El silencio que siguió a mis palabras fue interrumpido por la risa suave de Daniel. No fue una risa burlona ni vacía, sino una risa cargada de afecto y comprensión. Se giró hacia mí, su mirada encontrándose con la mía.
"Sofía, tú eres mi familia", dijo, su voz resonando con sinceridad. "Y quiero poder formar una familia contigo. Quiero ver a nuestros hijos crecer, quiero envejecer a tu lado. Y eso es algo que no puedo hacer como inmortal."
Las palabras de Daniel resonaron en mi pecho, una calidez difusa llenando mi corazón.

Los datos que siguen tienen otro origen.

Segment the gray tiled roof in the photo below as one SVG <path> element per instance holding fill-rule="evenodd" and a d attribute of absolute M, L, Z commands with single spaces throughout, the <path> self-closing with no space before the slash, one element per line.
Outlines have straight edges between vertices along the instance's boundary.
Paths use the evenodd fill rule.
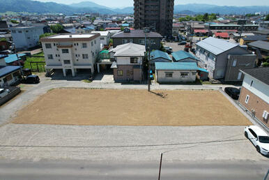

Pero había una pregunta que seguía atormentándome, una duda que necesitaba ser respondida.
"¿Y qué pasará con los deseos de las personas?", pregunté, mi voz apenas un susurro. "Si te vuelves mortal, ¿quién despertará cada mañana para otorgarlos?"
La sonrisa de Daniel se desvaneció, siendo reemplazada por una expresión de seriedad. "Esa es una pregunta que he estado haciéndome a mí mismo", admitió. "Pero creo que la verdadera felicidad viene de encontrarla por uno mismo, no de deseos concedidos por un dios del agua."
"¿Y si lo necesitan, Daniel? ¿Y si su única esperanza es un deseo?"
"Entonces, será nuestro trabajo enseñarles a encontrar la felicidad en las pequeñas cosas, a luchar por sus sueños", dijo Daniel, apretando mi mano. "Porque al final, esos son los deseos que realmente importan, los deseos que hacen que valga la pena vivir."